[newbie] trying socket as a replacement for nc

Sun Dec 15 10:15:07 EST 2013

On 2013-12-15, Dan Stromberg <drsalists at gmail.com> wrote:
> On Fri, Dec 13, 2013 at 8:06 AM, Grant Edwards <invalid at invalid.invalid> wrote:
>> On 2013-12-12, Dan Stromberg <drsalists at gmail.com> wrote:

>>>> Just to be pedantic: _TCP_ sockets reserve that right.  UDP sockets
>>>> do not, and do in fact guarantee that each message is discrete.  [It
>>>> appears that the OP is undoubtedly using TCP sockets.]
>>>
>>> I haven't done a lot of UDP, but are you pretty sure UDP can't at
>>> least fragment large packets?  What's a router or switch to do if the
>>> Path MTU isn't large enough for an original packet?
>>>
>>> http://www.gamedev.net/topic/343577-fragmented-udp-packets/
>>
>> You're conflating IP datagrams and Ethernet packets.  The IP stack can
>> fragment an IP datagram into multiple Ethernet packets which are then
>> reassembled by the receiving IP stack into a single datagram before
>> being passed up to the next layer (in this case, UDP).
>
> As long as you're saying this of UDP, I have no problem with it.

That is indeed what I'm saying.  I apoligize if that was not clear in
my original posting.

> I've seen TCP fragment and not be reassembled though, which suggests
> to me that the reassembly's happening in UDP rather than IP.

That's something different.  In TCP, there's no guarantee that
reads/writes correspond 1:1 to IP datagrams.  TCP is a _stream_
protocol and there is no semantic meaning attached to the boundaries
between successive read/write calls the way there is with UDP.

> If it's done by IP the same way for UDP and TCP,

The IP layer is supposed to reassemble receive datagrams for both --
but that's got nothing to do with atomicity of TCP writes/reads.  The
TCP stack can (and often does) turn one write() call into multiple IP
datagrams.  It can also turn multiple writes into a singel IP
datagram.  On the other end, it can split up a single datagram into
multiple read()s and/or combined multiple datagrams into a single
read().  TCP is a stream service, not a datagram service like UDP.

> I'd not trust it in UDP either.

The standards all require UDP datagrams to be preserved.  All of the
UDP applications I've ever written or seen depend utterly on that, and
it's always worked that way for me.  If you've seen it fail, then you
ought to file a bug report.

>> Did you read the thread you pointed to?  Your question was answerd by
>> posting #4 in the thread you cited:
>>
>>    1) Yes, packets will be fragmented at the network layer (IP), but
>>       this is something you do not have to worry about since the
>>       network layer will reassemble the fragments before passing them
>>       back up to the transport layer (UDP).

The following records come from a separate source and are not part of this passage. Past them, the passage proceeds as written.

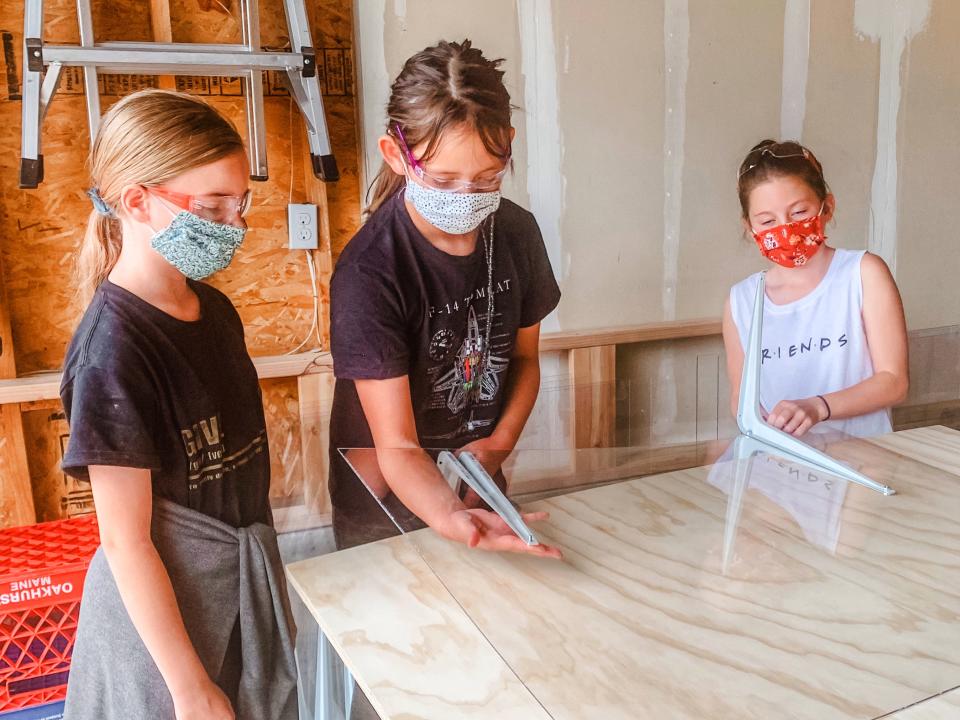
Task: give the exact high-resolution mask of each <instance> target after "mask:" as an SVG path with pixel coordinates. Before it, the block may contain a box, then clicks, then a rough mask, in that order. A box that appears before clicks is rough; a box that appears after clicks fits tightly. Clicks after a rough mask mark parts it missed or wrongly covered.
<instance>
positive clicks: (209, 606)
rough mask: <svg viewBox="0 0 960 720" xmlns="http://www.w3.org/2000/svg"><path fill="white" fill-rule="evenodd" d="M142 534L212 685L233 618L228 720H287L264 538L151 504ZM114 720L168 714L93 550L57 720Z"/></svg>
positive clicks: (162, 695)
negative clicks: (156, 551)
mask: <svg viewBox="0 0 960 720" xmlns="http://www.w3.org/2000/svg"><path fill="white" fill-rule="evenodd" d="M151 532H152V536H153V542H154V545H155V546H156V548H157V551H158V553H159V554H160V558H161V559H162V560H163V564H164V566H165V567H166V569H167V573H169V575H170V581H171V583H172V585H173V590H174V593H175V595H176V598H177V605H178V606H179V608H180V613H181V615H182V616H183V621H184V624H185V625H186V628H187V633H188V635H189V636H190V640H191V642H192V643H193V646H194V648H195V649H196V651H197V654H198V655H199V657H200V660H201V662H202V663H203V666H204V668H205V669H206V671H207V674H208V675H209V677H210V678H212V679H217V678H218V677H220V674H221V670H222V669H223V668H224V656H225V655H226V652H227V647H228V643H229V641H230V636H231V634H232V632H233V629H234V627H235V625H236V623H237V618H238V617H239V623H240V644H241V651H242V659H243V660H242V662H243V668H242V672H241V674H240V680H239V689H238V692H237V697H236V698H235V702H234V711H235V712H236V717H237V720H296V718H297V692H296V682H297V673H296V663H295V660H294V654H293V651H294V632H295V628H294V624H293V617H292V615H291V612H290V603H289V598H288V596H287V589H286V583H285V580H284V575H283V565H282V563H281V561H280V552H279V548H278V547H277V535H276V532H275V531H274V530H273V528H271V527H268V526H267V525H264V524H261V523H257V524H254V525H251V526H249V527H245V528H234V527H231V526H230V525H227V524H225V523H223V522H220V521H219V520H216V519H214V518H211V517H209V516H207V515H204V514H202V513H199V512H197V511H195V510H190V509H189V508H186V507H183V506H181V505H177V504H175V503H172V502H169V501H167V500H163V499H161V498H155V499H154V506H153V523H152V529H151ZM231 700H232V701H233V700H234V698H231ZM115 718H116V719H119V718H124V719H127V718H144V719H145V720H146V719H147V718H149V719H150V720H155V719H156V720H173V718H174V710H173V700H172V698H171V697H170V692H169V691H168V690H167V687H166V684H165V683H164V681H163V677H162V676H161V675H160V672H159V670H158V669H157V666H156V664H155V663H154V661H153V658H152V657H151V656H150V653H149V652H148V651H147V648H146V646H145V645H144V644H143V641H142V640H141V639H140V635H139V634H138V633H137V630H136V628H135V627H134V626H133V623H132V622H131V620H130V616H129V615H128V613H127V610H126V608H125V607H124V605H123V601H122V600H121V598H120V594H119V591H118V590H117V585H116V582H115V581H114V579H113V575H112V573H111V572H110V567H109V565H108V564H107V559H106V557H105V556H104V554H103V549H102V548H101V549H99V550H97V553H96V555H94V557H93V560H92V561H91V563H90V569H89V570H88V571H87V578H86V581H85V583H84V589H83V600H82V601H81V604H80V624H79V629H78V631H77V639H76V644H75V646H74V650H73V660H72V666H71V669H70V679H69V683H68V686H67V701H66V711H65V714H64V720H114V719H115Z"/></svg>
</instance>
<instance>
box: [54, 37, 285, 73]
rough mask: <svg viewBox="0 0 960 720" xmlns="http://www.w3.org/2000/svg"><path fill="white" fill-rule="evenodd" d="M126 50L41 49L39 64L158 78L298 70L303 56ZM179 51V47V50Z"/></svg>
mask: <svg viewBox="0 0 960 720" xmlns="http://www.w3.org/2000/svg"><path fill="white" fill-rule="evenodd" d="M171 47H172V46H169V45H168V46H167V47H163V48H159V49H152V48H150V49H148V48H144V47H127V46H126V45H125V44H120V43H111V44H110V45H109V46H101V45H97V46H94V47H92V48H89V47H80V46H79V45H44V46H43V62H44V64H50V63H54V62H59V63H61V64H63V65H64V66H73V67H96V68H97V71H98V72H104V73H144V74H150V73H155V74H162V75H236V74H238V73H239V72H240V71H242V70H278V71H282V70H300V69H302V68H303V55H300V54H299V53H290V52H283V53H270V52H250V51H248V50H231V51H225V50H223V49H221V47H222V46H220V47H215V48H214V49H207V48H206V47H205V46H203V45H196V44H194V45H189V46H186V49H180V48H178V49H170V48H171ZM181 47H183V46H181Z"/></svg>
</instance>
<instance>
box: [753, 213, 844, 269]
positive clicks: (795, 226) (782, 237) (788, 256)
mask: <svg viewBox="0 0 960 720" xmlns="http://www.w3.org/2000/svg"><path fill="white" fill-rule="evenodd" d="M822 212H823V208H821V209H820V212H819V213H817V214H816V215H815V216H814V217H812V218H808V219H806V220H797V221H795V222H792V223H785V224H784V225H777V226H776V227H773V228H767V229H765V230H761V231H759V232H754V233H753V239H754V240H756V241H757V246H758V247H759V248H760V252H761V253H762V254H763V256H764V257H765V258H767V259H768V260H772V261H773V262H775V263H777V264H778V265H783V267H788V268H789V267H799V266H800V265H806V264H807V261H809V260H810V258H812V257H813V256H814V255H816V254H817V250H819V249H820V246H821V245H823V241H824V240H826V239H827V236H826V235H824V234H823V217H822V215H821V213H822Z"/></svg>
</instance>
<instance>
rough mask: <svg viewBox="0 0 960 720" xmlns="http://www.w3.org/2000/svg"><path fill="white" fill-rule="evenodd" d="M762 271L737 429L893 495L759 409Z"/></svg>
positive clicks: (741, 398)
mask: <svg viewBox="0 0 960 720" xmlns="http://www.w3.org/2000/svg"><path fill="white" fill-rule="evenodd" d="M765 278H766V274H765V273H763V274H761V275H760V281H759V282H758V283H757V295H756V299H755V300H754V303H753V323H752V325H751V327H750V338H749V340H748V342H747V347H746V348H745V349H744V357H743V374H742V376H741V378H740V402H739V405H738V407H737V425H739V427H740V432H741V433H743V434H744V435H746V436H747V437H748V438H751V439H753V440H756V441H758V442H760V443H762V444H764V445H766V446H768V447H769V449H770V451H771V452H774V453H777V454H781V455H783V456H785V457H786V458H787V459H790V460H799V461H800V462H804V463H806V464H808V465H812V466H813V467H815V468H817V469H818V470H822V471H824V472H828V473H831V474H833V475H836V476H838V477H841V478H844V479H845V480H850V481H851V482H855V483H858V484H860V485H863V486H864V487H868V488H870V489H871V490H875V491H877V492H879V493H882V494H883V495H893V494H894V493H895V492H896V491H895V490H894V489H893V488H892V487H890V486H889V485H884V484H882V483H878V482H877V481H876V480H872V479H870V478H868V477H867V476H866V475H864V474H862V473H859V472H857V471H856V470H854V469H853V468H851V467H849V466H847V465H844V464H843V463H841V462H839V461H837V460H834V459H833V458H832V457H830V456H829V455H827V454H826V453H823V452H820V451H819V450H817V449H815V448H812V447H810V446H809V445H807V444H806V443H804V442H802V441H800V440H798V439H797V438H795V437H794V436H793V435H789V434H787V433H785V432H783V431H782V430H778V429H777V428H775V427H773V426H772V425H770V424H769V423H767V421H766V420H764V418H763V415H762V413H761V411H760V369H761V367H762V357H761V351H762V344H761V338H762V335H763V305H764V298H765V292H764V287H765Z"/></svg>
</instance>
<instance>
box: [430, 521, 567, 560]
mask: <svg viewBox="0 0 960 720" xmlns="http://www.w3.org/2000/svg"><path fill="white" fill-rule="evenodd" d="M521 517H523V521H524V522H526V523H531V522H537V521H539V520H546V519H547V518H548V517H549V515H548V514H547V513H545V512H536V513H521ZM434 529H435V530H436V531H437V532H438V533H440V534H441V535H442V536H443V537H445V538H447V539H448V540H455V541H456V542H460V543H463V544H464V545H466V546H467V547H472V548H474V547H475V548H480V549H481V550H491V551H493V552H515V553H527V554H529V555H536V556H538V557H549V558H554V559H557V560H559V559H560V558H562V557H563V554H562V553H561V552H560V550H559V548H555V547H551V546H550V545H542V544H541V545H527V544H526V543H525V542H524V541H523V540H521V539H520V538H518V537H517V536H516V535H514V534H513V530H511V529H510V526H509V525H507V524H506V523H505V522H504V521H503V519H502V518H501V517H500V516H499V515H497V514H496V513H493V512H489V511H487V510H456V511H454V512H452V513H450V515H449V516H448V518H447V522H446V523H444V525H443V527H435V528H434Z"/></svg>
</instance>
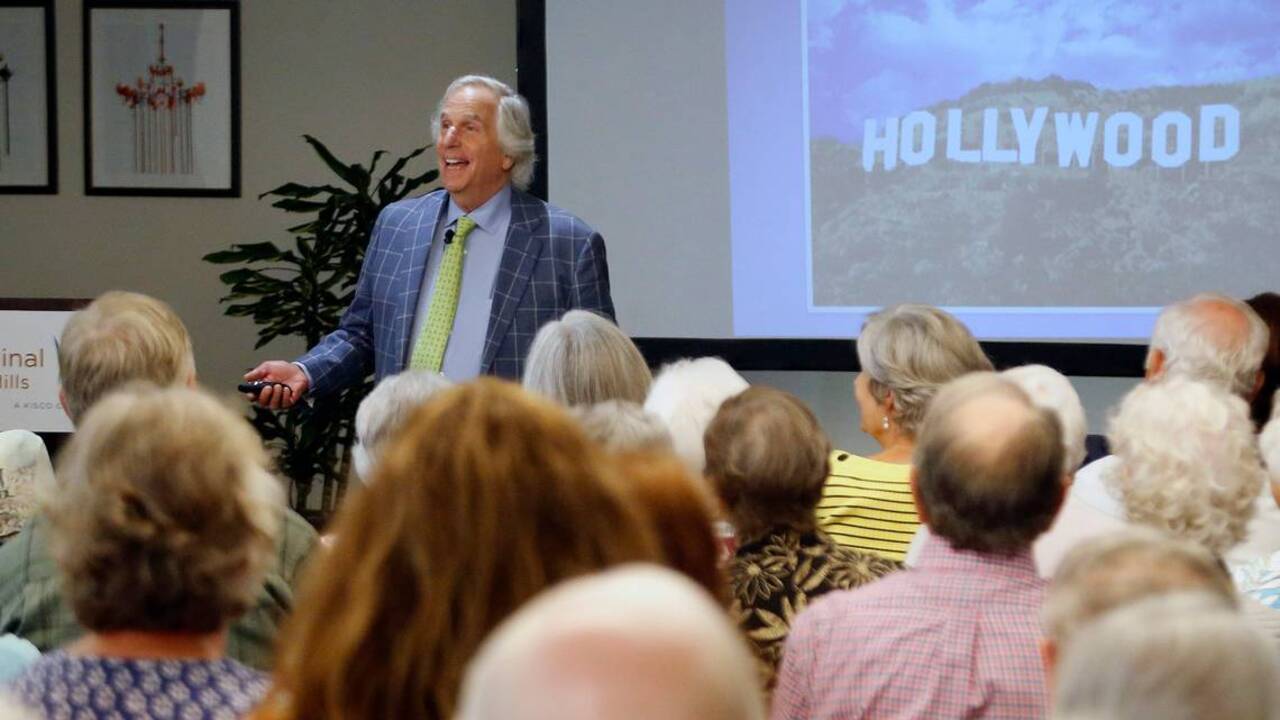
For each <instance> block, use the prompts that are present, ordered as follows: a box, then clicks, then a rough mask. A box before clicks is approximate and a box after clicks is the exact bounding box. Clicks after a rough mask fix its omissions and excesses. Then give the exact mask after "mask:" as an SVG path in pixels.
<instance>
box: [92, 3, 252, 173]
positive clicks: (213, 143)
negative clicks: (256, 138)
mask: <svg viewBox="0 0 1280 720" xmlns="http://www.w3.org/2000/svg"><path fill="white" fill-rule="evenodd" d="M86 15H87V18H86V28H87V32H88V36H87V44H86V60H87V63H86V76H87V79H86V104H87V108H88V118H87V129H86V133H87V135H88V147H90V154H88V165H87V168H86V172H87V181H88V182H87V183H86V192H88V193H91V195H99V193H100V195H209V196H237V195H239V156H238V155H239V133H238V126H239V118H238V114H239V108H238V77H237V76H238V59H237V56H236V55H237V51H238V42H237V37H236V36H237V33H238V13H237V8H236V5H234V4H228V3H183V4H174V5H173V6H156V5H152V4H146V5H143V4H136V3H90V4H88V5H87V6H86Z"/></svg>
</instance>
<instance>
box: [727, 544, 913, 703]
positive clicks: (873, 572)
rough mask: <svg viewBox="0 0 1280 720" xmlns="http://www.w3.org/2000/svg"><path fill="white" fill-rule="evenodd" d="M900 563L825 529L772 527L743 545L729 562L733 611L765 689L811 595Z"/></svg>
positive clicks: (813, 596)
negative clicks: (759, 667)
mask: <svg viewBox="0 0 1280 720" xmlns="http://www.w3.org/2000/svg"><path fill="white" fill-rule="evenodd" d="M900 568H901V565H900V564H897V562H895V561H892V560H886V559H883V557H879V556H877V555H870V553H867V552H859V551H856V550H850V548H846V547H841V546H840V544H837V543H836V542H835V541H833V539H831V538H829V537H828V536H827V533H823V532H822V530H810V532H805V533H800V532H796V530H794V529H788V528H774V529H773V530H771V532H769V533H768V534H767V536H764V537H762V538H760V539H756V541H753V542H748V543H746V544H742V546H740V547H739V548H737V552H735V553H733V559H732V560H730V565H728V575H730V591H731V592H732V603H731V606H730V614H731V615H732V616H733V619H735V620H736V621H737V624H739V626H740V628H742V632H744V633H746V638H748V641H750V644H751V650H753V651H754V652H755V656H756V660H758V661H759V665H760V679H762V680H763V683H764V688H765V689H768V691H772V689H773V683H774V674H776V673H777V670H778V664H780V662H781V661H782V647H783V644H785V643H786V639H787V632H788V630H790V629H791V623H792V620H795V618H796V615H799V614H800V611H801V610H804V609H805V607H806V606H808V605H809V601H810V600H814V598H817V597H819V596H822V594H826V593H828V592H831V591H837V589H849V588H856V587H858V585H861V584H865V583H869V582H872V580H874V579H877V578H879V577H882V575H886V574H888V573H892V571H893V570H897V569H900Z"/></svg>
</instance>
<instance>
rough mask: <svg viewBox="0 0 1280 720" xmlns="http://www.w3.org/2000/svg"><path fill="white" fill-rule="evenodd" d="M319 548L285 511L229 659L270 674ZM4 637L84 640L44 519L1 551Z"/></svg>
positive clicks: (5, 545)
mask: <svg viewBox="0 0 1280 720" xmlns="http://www.w3.org/2000/svg"><path fill="white" fill-rule="evenodd" d="M315 544H316V532H315V529H314V528H312V527H311V525H310V524H308V523H307V521H306V520H303V519H302V518H301V516H300V515H298V514H297V512H293V511H292V510H285V511H284V524H283V527H282V528H280V536H279V538H276V552H275V561H274V562H273V564H271V568H269V569H268V571H266V578H265V579H264V580H262V589H261V592H260V593H259V596H257V601H256V602H255V603H253V607H251V609H250V610H248V612H246V614H244V615H243V616H242V618H239V619H238V620H237V621H236V623H233V624H232V626H230V632H229V633H228V638H227V655H228V656H230V657H232V659H234V660H238V661H239V662H243V664H246V665H250V666H252V667H257V669H260V670H270V667H271V660H273V655H274V651H275V647H274V643H275V635H276V633H278V632H279V628H280V624H282V623H283V621H284V618H285V615H288V612H289V609H291V607H293V591H294V588H296V585H297V580H298V570H300V569H301V566H302V562H303V561H305V560H306V557H307V555H310V553H311V548H312V547H315ZM0 633H13V634H15V635H18V637H22V638H26V639H28V641H31V643H32V644H35V646H36V647H38V648H40V651H41V652H47V651H50V650H54V648H56V647H60V646H64V644H67V643H69V642H72V641H74V639H77V638H79V637H81V635H83V634H84V628H82V626H81V625H79V623H78V621H77V620H76V615H73V614H72V609H70V606H69V605H67V602H64V601H63V593H61V578H60V575H59V571H58V565H56V564H55V562H54V559H52V556H51V555H50V553H49V521H47V520H46V519H45V518H44V516H41V515H36V516H35V518H32V520H31V521H29V523H27V525H26V527H24V528H23V529H22V532H20V533H18V534H17V536H14V537H13V538H10V539H9V541H8V542H5V543H4V546H0Z"/></svg>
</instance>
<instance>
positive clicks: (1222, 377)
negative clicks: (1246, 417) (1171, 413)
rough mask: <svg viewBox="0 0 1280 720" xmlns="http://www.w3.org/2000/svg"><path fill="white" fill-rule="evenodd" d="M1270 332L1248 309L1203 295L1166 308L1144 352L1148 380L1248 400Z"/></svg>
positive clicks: (1182, 301) (1252, 310)
mask: <svg viewBox="0 0 1280 720" xmlns="http://www.w3.org/2000/svg"><path fill="white" fill-rule="evenodd" d="M1268 340H1270V331H1268V329H1267V325H1266V323H1263V322H1262V318H1260V316H1258V314H1257V313H1254V311H1253V309H1252V307H1249V306H1248V305H1247V304H1244V302H1242V301H1239V300H1235V299H1234V297H1228V296H1225V295H1219V293H1208V292H1206V293H1201V295H1197V296H1194V297H1190V299H1188V300H1183V301H1180V302H1175V304H1172V305H1170V306H1167V307H1165V309H1164V310H1162V311H1161V313H1160V318H1157V319H1156V328H1155V331H1152V334H1151V347H1149V350H1148V352H1147V378H1148V379H1158V378H1164V377H1181V378H1188V379H1194V380H1202V382H1207V383H1212V384H1216V386H1220V387H1224V388H1226V389H1229V391H1230V392H1233V393H1235V395H1239V396H1242V397H1244V398H1245V400H1252V397H1253V395H1254V393H1256V392H1257V388H1258V386H1260V382H1261V375H1260V373H1261V368H1262V357H1263V355H1266V351H1267V342H1268Z"/></svg>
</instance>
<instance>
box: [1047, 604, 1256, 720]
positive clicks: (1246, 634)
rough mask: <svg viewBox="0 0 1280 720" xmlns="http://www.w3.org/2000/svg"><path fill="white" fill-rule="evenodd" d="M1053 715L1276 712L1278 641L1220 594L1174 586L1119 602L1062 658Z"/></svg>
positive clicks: (1231, 719) (1221, 715) (1142, 715)
mask: <svg viewBox="0 0 1280 720" xmlns="http://www.w3.org/2000/svg"><path fill="white" fill-rule="evenodd" d="M1053 717H1055V720H1148V719H1153V717H1158V719H1160V720H1219V719H1221V717H1230V719H1231V720H1275V719H1277V717H1280V662H1277V660H1276V653H1275V648H1272V647H1270V646H1268V644H1267V642H1266V641H1265V639H1262V638H1261V637H1260V635H1258V633H1257V632H1254V629H1253V628H1252V626H1251V625H1249V624H1248V623H1247V621H1245V620H1244V619H1243V618H1240V615H1239V614H1238V612H1235V611H1234V610H1233V609H1231V607H1230V606H1229V605H1225V603H1224V601H1222V598H1221V597H1220V596H1216V594H1207V593H1176V594H1166V596H1157V597H1151V598H1147V600H1144V601H1142V602H1137V603H1134V605H1128V606H1124V607H1121V609H1119V610H1115V611H1112V612H1110V614H1107V615H1105V616H1103V618H1101V619H1100V620H1097V621H1096V623H1093V624H1091V625H1088V626H1085V628H1084V629H1082V630H1080V633H1079V634H1078V637H1076V638H1075V639H1074V641H1073V642H1071V646H1070V647H1069V648H1068V650H1066V653H1065V655H1064V657H1062V664H1061V669H1060V670H1059V674H1057V683H1056V685H1055V692H1053Z"/></svg>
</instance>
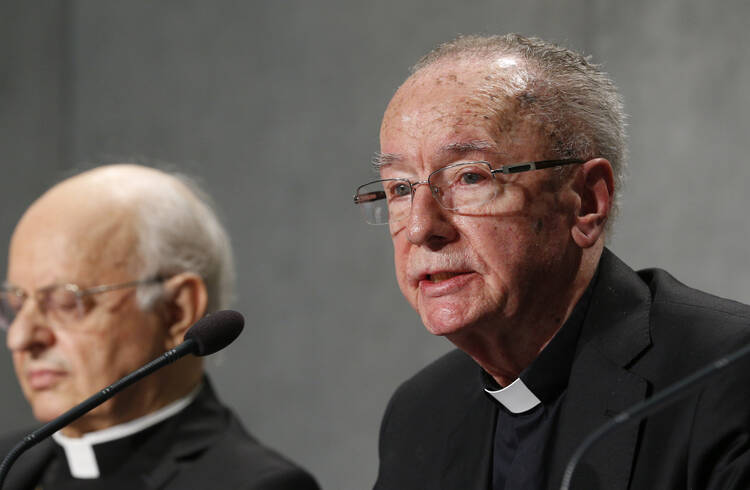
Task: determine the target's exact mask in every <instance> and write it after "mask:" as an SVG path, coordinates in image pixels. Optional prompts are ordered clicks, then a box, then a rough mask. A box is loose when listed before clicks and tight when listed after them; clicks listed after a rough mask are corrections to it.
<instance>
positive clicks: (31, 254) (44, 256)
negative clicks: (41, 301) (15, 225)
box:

UDP garentees preserved
>>       message boundaries, so you never have to worry about only
>>       receiving a packet fragment :~).
>
> Actually, I believe the link I sent (which I skimmed) had people
> coming down on both sides of the matter.  Some said that UDP would be
> fine for small datagrams, while others said it would be fine,
> irrespective of size.

The maximum size of an IP datagram is 64KB, so it's not "fine
irrespecive of size".  If your UDP implementation is working correctly
it will be fine below that limit.

>> A few other references:
>>
>> http://tools.ietf.org/html/rfc791
>>
>>  1.1. Motivation
>>
>>   [...] The internet protocol provides for transmitting blocks of data
>>   called datagrams from sources to destinations, [...] The internet
>>   protocol also provides for fragmentation and reassembly of long
>>   datagrams, if necessary, for transmission through "small packet"
>>   networks.
>
> I've personally seen this fail to occur in TCP

You can't say that, because there's no correspondance between IP
datgrams and TCP read/write block sizes the way there is in UDP. 

With TCP there is nothing to fail (with respect to read/write block
sizes). TCP only guarantees that bytes will get there and get there in
the right order. It doesn't make any promises about block sizes.

> I've seen old time socket programmers explain that it cannot be relied
> upon in TCP; send() and recv() and (read() and write()) are system
> calls that return a length so that you can loop on them until all
> relevant data has been transferred.  They don't return that length
> just so you can ignore it.

That's true, but that's because of the design of the TCP _stream_
protocol, not because the IP datagram layer doesn't work right.
>
>>From the Socket HOWTO
>
> (http://docs.python.org/2/howto/sockets.html#socket-howto) : Now we
> come to the major stumbling block of sockets - send and recv operate
> on the network buffers. They do not necessarily handle all the bytes
> you hand them (or expect from them), because their major focus is
> handling the network buffers. In general, they return when the
> associated network buffers have been filled (send) or emptied (recv).
> They then tell you how many bytes they handled. It is your
> responsibility to call them again until your message has been
> completely dealt with.

If that's true for UDP, then the Python UDP implementation is broken,
and somebody should file a bug.  UDP is a a _datagram_ service.
Either all the bytes in a write() should get sent or none of them.
Sending a paritial datagram is _not_ a valid option.

-- 
Grant